DAILY POST had reported that Obasanjo on Saturday decried the high level of insecurity in Nigeria, stating that the Federal Government alone cannot tackle the menace.
He regretted that both Boko Haram and herdsmen acts of violence were not treated as they should at the beginning.
According to him, “They have both incubated and developed beyond what Nigeria can handle alone.

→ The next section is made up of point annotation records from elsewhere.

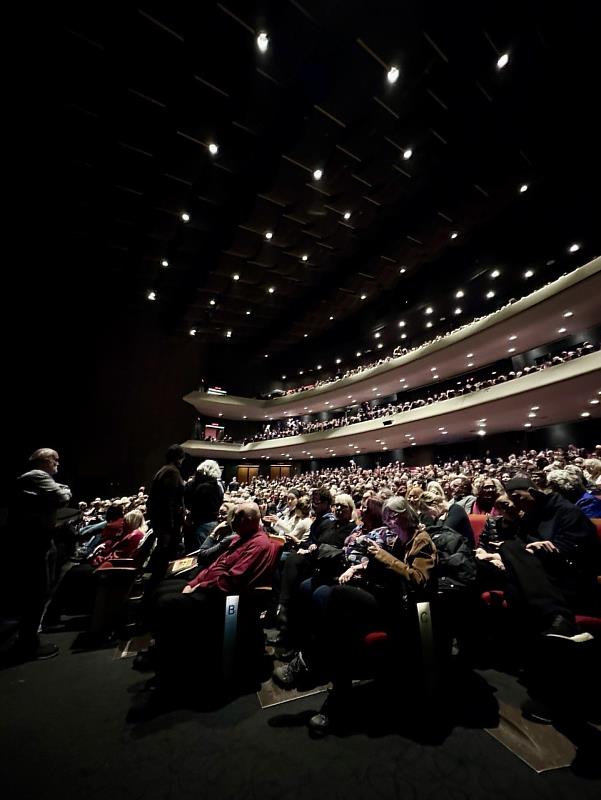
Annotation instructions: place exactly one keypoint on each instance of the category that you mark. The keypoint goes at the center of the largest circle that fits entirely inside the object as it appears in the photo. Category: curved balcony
(562, 393)
(534, 320)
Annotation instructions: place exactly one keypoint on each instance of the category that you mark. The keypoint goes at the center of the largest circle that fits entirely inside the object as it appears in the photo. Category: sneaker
(563, 628)
(290, 675)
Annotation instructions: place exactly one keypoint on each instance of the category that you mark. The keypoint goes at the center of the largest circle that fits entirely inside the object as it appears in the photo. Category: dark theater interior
(301, 494)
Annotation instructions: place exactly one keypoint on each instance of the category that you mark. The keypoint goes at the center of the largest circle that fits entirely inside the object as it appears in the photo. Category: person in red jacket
(188, 619)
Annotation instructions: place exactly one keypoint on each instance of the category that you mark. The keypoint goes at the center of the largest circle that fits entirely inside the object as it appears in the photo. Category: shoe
(563, 628)
(290, 675)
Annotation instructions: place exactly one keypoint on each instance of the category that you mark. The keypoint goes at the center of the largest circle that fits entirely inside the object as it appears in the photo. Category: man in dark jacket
(33, 516)
(551, 567)
(165, 511)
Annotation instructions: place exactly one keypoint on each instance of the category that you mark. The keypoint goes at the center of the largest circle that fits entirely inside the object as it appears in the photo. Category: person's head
(321, 501)
(133, 521)
(113, 513)
(566, 482)
(208, 469)
(372, 514)
(461, 487)
(400, 518)
(247, 519)
(343, 508)
(45, 459)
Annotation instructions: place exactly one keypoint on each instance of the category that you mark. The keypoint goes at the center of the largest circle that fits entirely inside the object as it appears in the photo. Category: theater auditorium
(302, 487)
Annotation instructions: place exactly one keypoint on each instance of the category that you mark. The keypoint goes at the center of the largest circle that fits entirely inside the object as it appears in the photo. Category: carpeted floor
(64, 731)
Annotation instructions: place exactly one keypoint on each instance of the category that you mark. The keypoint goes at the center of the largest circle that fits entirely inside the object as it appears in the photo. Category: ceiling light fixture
(263, 42)
(393, 74)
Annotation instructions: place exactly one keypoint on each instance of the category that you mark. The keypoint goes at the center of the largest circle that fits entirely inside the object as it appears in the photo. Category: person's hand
(348, 575)
(547, 546)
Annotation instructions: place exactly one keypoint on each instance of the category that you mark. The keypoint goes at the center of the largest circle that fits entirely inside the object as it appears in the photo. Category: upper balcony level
(562, 393)
(567, 305)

They are now combined and internationalized with ISIS in control.
“It is no longer an issue of lack of education and lack of employment for our youths in Nigeria which it began as, it is now West African fulanization, African Islamization and global organized crimes of human trafficking, money laundering, drug trafficking, gun trafficking, illegal mining and regime change.”

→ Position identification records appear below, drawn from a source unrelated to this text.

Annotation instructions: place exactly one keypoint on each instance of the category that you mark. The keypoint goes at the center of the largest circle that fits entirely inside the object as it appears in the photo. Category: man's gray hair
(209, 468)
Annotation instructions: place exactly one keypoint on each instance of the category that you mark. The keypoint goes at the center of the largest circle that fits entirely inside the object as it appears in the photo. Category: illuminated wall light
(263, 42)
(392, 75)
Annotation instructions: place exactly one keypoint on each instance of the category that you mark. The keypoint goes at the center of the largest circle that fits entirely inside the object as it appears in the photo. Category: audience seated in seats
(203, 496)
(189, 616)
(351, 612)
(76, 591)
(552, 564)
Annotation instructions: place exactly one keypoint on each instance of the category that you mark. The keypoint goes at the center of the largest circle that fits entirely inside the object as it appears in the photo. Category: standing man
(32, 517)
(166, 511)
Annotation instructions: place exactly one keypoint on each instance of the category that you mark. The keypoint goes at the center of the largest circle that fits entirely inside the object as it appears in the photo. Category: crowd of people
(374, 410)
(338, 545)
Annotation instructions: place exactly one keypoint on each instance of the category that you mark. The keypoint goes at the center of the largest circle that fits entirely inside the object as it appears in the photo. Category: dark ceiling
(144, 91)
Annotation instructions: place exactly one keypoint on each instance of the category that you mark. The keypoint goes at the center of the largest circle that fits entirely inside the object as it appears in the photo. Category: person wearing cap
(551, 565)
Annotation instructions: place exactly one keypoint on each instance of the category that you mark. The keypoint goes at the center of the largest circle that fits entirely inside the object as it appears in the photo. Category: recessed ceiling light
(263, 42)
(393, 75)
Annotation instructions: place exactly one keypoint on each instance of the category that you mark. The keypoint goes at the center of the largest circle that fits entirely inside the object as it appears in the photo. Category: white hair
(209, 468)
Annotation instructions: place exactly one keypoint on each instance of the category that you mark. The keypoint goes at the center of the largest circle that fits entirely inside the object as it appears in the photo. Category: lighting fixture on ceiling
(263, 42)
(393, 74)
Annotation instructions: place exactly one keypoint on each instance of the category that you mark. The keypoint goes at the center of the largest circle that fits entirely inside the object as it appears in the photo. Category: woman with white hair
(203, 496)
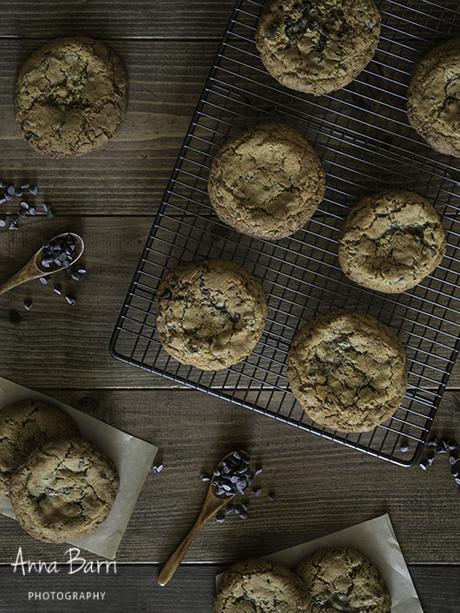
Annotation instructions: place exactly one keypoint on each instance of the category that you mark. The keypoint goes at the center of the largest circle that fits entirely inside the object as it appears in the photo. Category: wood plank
(192, 590)
(103, 18)
(320, 486)
(73, 342)
(129, 176)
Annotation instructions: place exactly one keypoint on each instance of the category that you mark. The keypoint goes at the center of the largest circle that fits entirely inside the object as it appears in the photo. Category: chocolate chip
(70, 299)
(165, 294)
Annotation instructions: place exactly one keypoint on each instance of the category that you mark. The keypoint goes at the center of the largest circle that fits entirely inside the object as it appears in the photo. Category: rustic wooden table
(110, 197)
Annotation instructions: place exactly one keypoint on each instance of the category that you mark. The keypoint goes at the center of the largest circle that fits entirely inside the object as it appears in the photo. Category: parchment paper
(376, 540)
(132, 457)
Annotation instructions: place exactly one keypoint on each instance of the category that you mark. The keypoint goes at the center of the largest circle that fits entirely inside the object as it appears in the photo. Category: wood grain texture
(73, 342)
(133, 589)
(320, 486)
(129, 176)
(131, 19)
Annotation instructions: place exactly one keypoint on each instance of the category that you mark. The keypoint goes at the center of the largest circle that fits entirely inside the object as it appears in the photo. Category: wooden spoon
(34, 268)
(211, 506)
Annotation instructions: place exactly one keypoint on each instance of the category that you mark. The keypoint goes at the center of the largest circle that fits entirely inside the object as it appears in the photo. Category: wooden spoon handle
(169, 569)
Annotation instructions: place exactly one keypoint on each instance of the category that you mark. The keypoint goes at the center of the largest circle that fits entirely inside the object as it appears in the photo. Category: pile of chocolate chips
(21, 203)
(234, 476)
(443, 446)
(59, 252)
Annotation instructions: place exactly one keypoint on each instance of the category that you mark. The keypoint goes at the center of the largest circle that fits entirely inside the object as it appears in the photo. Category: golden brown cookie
(255, 586)
(318, 46)
(343, 580)
(63, 490)
(348, 371)
(391, 241)
(71, 97)
(267, 182)
(434, 98)
(24, 426)
(211, 313)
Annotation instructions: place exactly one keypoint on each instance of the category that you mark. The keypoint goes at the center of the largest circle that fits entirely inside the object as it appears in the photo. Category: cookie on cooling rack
(343, 579)
(256, 585)
(24, 426)
(71, 97)
(348, 371)
(391, 241)
(434, 98)
(211, 313)
(267, 182)
(318, 46)
(63, 490)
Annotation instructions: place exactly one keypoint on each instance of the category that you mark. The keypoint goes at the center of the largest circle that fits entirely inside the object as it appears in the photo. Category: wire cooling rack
(366, 144)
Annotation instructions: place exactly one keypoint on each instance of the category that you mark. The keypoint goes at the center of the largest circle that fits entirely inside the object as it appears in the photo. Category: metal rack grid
(363, 138)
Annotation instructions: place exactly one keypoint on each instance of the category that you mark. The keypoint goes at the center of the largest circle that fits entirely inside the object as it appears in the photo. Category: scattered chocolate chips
(442, 446)
(232, 476)
(404, 445)
(21, 198)
(71, 300)
(60, 252)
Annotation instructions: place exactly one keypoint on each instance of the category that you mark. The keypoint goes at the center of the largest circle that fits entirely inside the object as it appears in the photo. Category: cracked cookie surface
(71, 96)
(211, 313)
(267, 182)
(24, 426)
(318, 46)
(347, 370)
(63, 490)
(391, 241)
(434, 98)
(256, 586)
(343, 580)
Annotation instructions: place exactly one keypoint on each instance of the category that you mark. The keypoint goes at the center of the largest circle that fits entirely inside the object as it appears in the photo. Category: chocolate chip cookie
(71, 97)
(267, 182)
(434, 98)
(211, 314)
(63, 490)
(261, 587)
(343, 580)
(347, 370)
(318, 46)
(391, 241)
(24, 426)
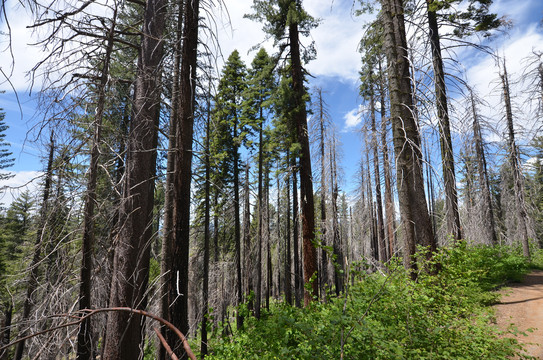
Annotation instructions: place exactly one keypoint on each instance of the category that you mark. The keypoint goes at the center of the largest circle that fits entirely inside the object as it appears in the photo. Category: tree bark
(451, 198)
(306, 178)
(168, 226)
(36, 258)
(488, 212)
(416, 224)
(205, 285)
(383, 257)
(298, 283)
(177, 277)
(132, 252)
(389, 202)
(324, 257)
(84, 337)
(514, 159)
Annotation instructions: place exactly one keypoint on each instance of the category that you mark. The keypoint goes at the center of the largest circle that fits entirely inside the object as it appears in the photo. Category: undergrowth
(443, 316)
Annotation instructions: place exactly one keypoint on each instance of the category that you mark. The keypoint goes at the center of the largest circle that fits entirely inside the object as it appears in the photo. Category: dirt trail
(522, 305)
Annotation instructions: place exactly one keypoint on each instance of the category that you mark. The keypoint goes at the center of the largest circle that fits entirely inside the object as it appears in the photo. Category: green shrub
(443, 316)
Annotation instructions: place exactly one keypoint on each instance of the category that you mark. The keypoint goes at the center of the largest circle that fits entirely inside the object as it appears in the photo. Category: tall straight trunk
(488, 212)
(298, 283)
(5, 333)
(269, 272)
(383, 257)
(168, 226)
(451, 198)
(237, 231)
(132, 253)
(288, 261)
(324, 257)
(389, 202)
(248, 263)
(84, 337)
(32, 281)
(205, 285)
(260, 219)
(514, 161)
(430, 187)
(306, 182)
(178, 275)
(416, 224)
(374, 239)
(336, 240)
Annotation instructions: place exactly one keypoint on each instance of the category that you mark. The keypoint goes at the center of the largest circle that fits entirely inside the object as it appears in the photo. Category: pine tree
(416, 224)
(6, 159)
(285, 21)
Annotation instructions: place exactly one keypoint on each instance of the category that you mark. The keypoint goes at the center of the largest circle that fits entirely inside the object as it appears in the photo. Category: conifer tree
(285, 21)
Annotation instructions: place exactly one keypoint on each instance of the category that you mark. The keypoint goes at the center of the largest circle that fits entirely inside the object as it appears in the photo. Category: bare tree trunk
(324, 257)
(237, 232)
(488, 212)
(132, 253)
(298, 283)
(389, 202)
(514, 161)
(447, 156)
(5, 332)
(336, 240)
(177, 277)
(205, 285)
(247, 238)
(84, 338)
(306, 182)
(269, 269)
(288, 261)
(168, 226)
(260, 220)
(377, 174)
(36, 258)
(416, 224)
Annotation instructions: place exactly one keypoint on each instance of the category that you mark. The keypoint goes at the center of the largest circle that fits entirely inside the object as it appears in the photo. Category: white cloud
(11, 188)
(24, 55)
(353, 118)
(336, 38)
(484, 77)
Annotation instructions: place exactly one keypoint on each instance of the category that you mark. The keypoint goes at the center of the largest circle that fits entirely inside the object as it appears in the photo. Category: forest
(190, 210)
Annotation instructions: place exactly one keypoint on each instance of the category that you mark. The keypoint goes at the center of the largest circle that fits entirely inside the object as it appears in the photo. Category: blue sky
(335, 69)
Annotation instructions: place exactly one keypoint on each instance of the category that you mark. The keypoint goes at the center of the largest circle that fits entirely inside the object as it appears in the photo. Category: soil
(522, 305)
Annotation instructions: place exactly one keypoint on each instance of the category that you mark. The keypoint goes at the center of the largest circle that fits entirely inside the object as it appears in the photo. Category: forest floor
(522, 305)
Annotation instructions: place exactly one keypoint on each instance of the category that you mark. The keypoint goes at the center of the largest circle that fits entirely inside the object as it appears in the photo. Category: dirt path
(522, 305)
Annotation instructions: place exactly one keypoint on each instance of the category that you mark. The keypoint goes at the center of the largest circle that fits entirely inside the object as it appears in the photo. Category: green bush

But reacting in a statement issued in Abuja on Tuesday, the Minister of Information and Culture, Alhaji Lai Mohammed, averred that such “indiscreet, deeply offensive and patently divisive comments are far below the status of an elder statesman”.
He added that, “It is particularly tragic that a man who fought to keep Nigeria one is the same one seeking to exploit the country’s fault lines to divide it in the twilight of his life”.
The minister stated that Boko Haram and ISWAP are terrorist organisations pure and simple, adding that they care little about ethnicity or religion when perpetrating their senseless killings and destruction.
”Since the Boko Haram crisis, which has been simmering under the watch of Obasanjo, boiled over in 2009, the terrorist organisation has killed more Muslims than adherents of any other religion.
“The terrorist group blown up more mosques than any other houses of worship and is not known to have
spared any victim on the basis of their ethnicity.
“It is therefore absurd to say that Boko Haram and its ISWAP variant have as their goal the ‘Fulanisation and Islamisation’ of Nigeria, West Africa or Africa,” he said.
Mohammed pointed out that President Muhammadu Buhari put to rest the mis-characterization of Boko Haram as an Islamic organisation when he said, in his inaugural speech in 2015, that ”Boko Haram is a mindless, godless group who are as far away from Islam as one can think of”.
He reiterated that Obasanjo’s comments were therefore, “as insensitive and mischievous as they are as offensive and divisive in a multi-ethnic and multi-religious country like Nigeria”.
“It is wondering whether there is no limit to how far the former President will go in throwing poisonous darts at his perceived political enemies.”
The minister noted that Obasanjo’s prescriptions for ending the Boko Haram/ISWAP crisis, which include seeking assistance outside the shores of Nigeria, are coming several years late.
He said President Buhari had done that and more since assuming office, “hence, the phenomenal success he
has recorded in tackling the terrorists”.
”Shortly after assuming office in 2015, President Buhari’s first trips outside the country were to rally the support of Nigeria’s neighbours – Benin, Cameroon, Chad and Niger – for the efforts to battle the terrorists.
“The President also rallied the support of the international community, starting with the G7, and then the US, France
and the UN.
”That explains the massive degrading of Boko Haram, which has since lost its capacity to carry out the kind of spectacular attacks for which it became infamous, and the recovery of every inch of captured Nigerian territory from the terrorists,” he said.
The Minister also noted that Obasanjo’s call for wide consultations with various groups as part of the efforts to tackle the Boko Haram crisis has been neutralised by his ill-advised comments which have served more to alienate a large number of Nigerians, who are offended by his tactless and distasteful postulation.
He called on the former president, whom he said took bullets for Nigeria’s unity, not to allow personal animosity to override his love for a united Nigeria.